Zespół, którego jacht poniósł poważne szkody podczas 2 etapu VOR po zderzeniu z rafą koralową na Oceanie Indyjskim, odbudowuje go w stoczni Persico w Bergamo (Włochy).
Harmonogram jest bardzo napięty, bowiem drużyna zamierza wrócić do wyścigu na ostatnie dwa etapy.
Cox ma nadzieję, że pomimo czekającej ich ciężkiej pracy i naglących terminów, Vestas Wind uda się osiągnąć cel: „Przed nami jeszcze wiele trudnych dni, ale jesteśmy zdeterminowani. Podstawowa struktura jachtu jest zachowana. Powierzchnia kadłuba jest gotowa, mamy zespół, który przygotowuje ją do malowania – uzupełnia jakiekolwiek defekty przed nałożeniem podkładu. Kiedy to będzie zrobione, chcemy zapewnić dostęp do jachtu ekipom Diverse, Navtec, Livewire i Cariboni (zajmującymi się elementami takimi jak elektronika i hydraulika). Nadal otrzymujemy niezbędne wyposażenie i wsparcie Green Marine i VOR, którzy nie tylko przekazują nam części, ale również dostarczają informacji.”

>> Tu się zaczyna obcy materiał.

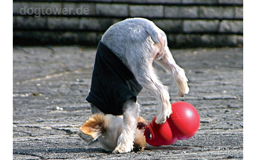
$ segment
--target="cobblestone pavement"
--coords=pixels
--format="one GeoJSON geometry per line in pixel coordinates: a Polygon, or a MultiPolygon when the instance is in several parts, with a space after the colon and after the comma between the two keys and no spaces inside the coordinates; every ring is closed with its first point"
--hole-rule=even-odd
{"type": "MultiPolygon", "coordinates": [[[[175,49],[190,92],[178,97],[170,75],[156,65],[170,88],[172,103],[186,101],[198,110],[200,129],[193,138],[140,152],[113,155],[99,145],[85,146],[76,134],[90,115],[88,94],[95,48],[13,47],[13,159],[242,159],[243,48],[175,49]]],[[[138,97],[142,116],[156,116],[154,95],[138,97]]]]}

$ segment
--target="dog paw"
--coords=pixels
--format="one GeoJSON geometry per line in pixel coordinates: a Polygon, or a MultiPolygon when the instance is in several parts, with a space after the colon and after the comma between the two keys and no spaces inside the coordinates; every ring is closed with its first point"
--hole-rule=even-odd
{"type": "Polygon", "coordinates": [[[184,90],[179,90],[178,91],[178,96],[184,97],[185,95],[187,95],[189,92],[189,88],[187,86],[184,90]]]}

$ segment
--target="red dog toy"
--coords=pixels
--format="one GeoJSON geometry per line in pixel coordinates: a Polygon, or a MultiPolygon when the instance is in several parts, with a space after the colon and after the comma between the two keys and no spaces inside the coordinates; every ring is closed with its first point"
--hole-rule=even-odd
{"type": "Polygon", "coordinates": [[[200,119],[196,109],[185,102],[172,104],[171,116],[163,124],[157,124],[155,116],[145,129],[146,141],[150,145],[170,145],[178,140],[193,137],[199,129],[200,119]]]}

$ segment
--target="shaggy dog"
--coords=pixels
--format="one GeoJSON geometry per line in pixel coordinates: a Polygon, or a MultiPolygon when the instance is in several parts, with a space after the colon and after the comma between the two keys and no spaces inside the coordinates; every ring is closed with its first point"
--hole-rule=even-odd
{"type": "Polygon", "coordinates": [[[114,154],[134,148],[139,116],[136,97],[142,87],[156,95],[157,124],[163,124],[172,113],[168,87],[154,73],[153,61],[172,74],[179,96],[189,92],[185,72],[173,58],[165,33],[152,22],[141,18],[121,21],[111,26],[99,42],[86,100],[93,114],[123,115],[118,125],[121,131],[116,132],[117,143],[109,142],[111,149],[115,146],[114,154]]]}

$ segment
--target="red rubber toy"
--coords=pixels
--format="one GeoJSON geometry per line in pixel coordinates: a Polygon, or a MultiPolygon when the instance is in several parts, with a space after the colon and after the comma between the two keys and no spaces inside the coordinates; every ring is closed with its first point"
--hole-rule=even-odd
{"type": "Polygon", "coordinates": [[[200,119],[194,106],[186,102],[177,102],[172,107],[173,113],[164,124],[156,124],[155,116],[147,125],[144,135],[148,144],[170,145],[178,140],[193,137],[198,130],[200,119]]]}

Tymczasem, prace naprawcze na jachtach biorących udział w niesławnym etapie 5 przebiegają bez większych zakłóceń. Maszt na jachcie drużyny Dongfeng, który złamał się podczas tego etapu, właśnie jest wymieniany. Caudrelier i jego załoga spodziewają się, że jacht znajdzie się na wodzie przed sobotnim wyścigiem w porcie.
Pozostałe drużyny również mają drobne uszkodzenia do naprawy, ale przez weekendem będą w idealnym stanie.